En effet, la première étape qui avait instauré les conditions d’installation des acteurs bancaires et financiers s’inspire largement de la loi 90-10. Cette dernière est venue après que toutes les tentatives de réformes à caractère micro-économique ont échoué (autonomie des banques publiques, la non remboursabilité des créances impayées,…….).

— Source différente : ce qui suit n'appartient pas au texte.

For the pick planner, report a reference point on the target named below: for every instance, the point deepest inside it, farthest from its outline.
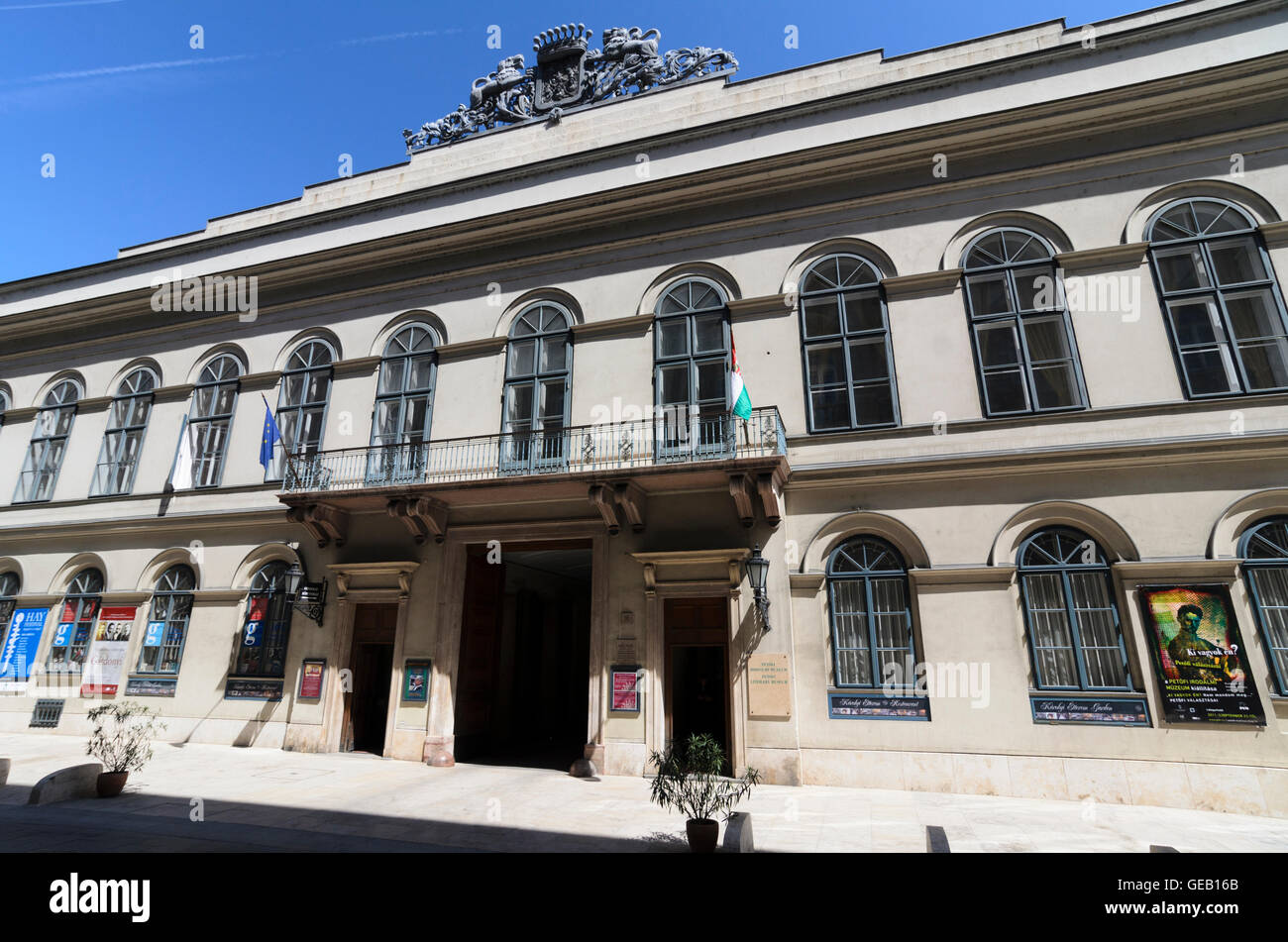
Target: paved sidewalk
(267, 799)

Cette étape s’est inspirée de la doctrine de la libéralisation financière. Elle s’est principalement centrée sur la libéralisation des services bancaires et financiers. Dans cette perspective, un assouplissement considérable en matière de textes réglementaires régissant les conditions d’installation d’acteurs bancaires et financiers a été mis en place. Cet assouplissement se résume dans les points suivants :
- D’abord, en ce qui concerne l’autorisation de constitution de banque ou d’établissement financier de droit algérien, elle doit être délivrée par le CMC.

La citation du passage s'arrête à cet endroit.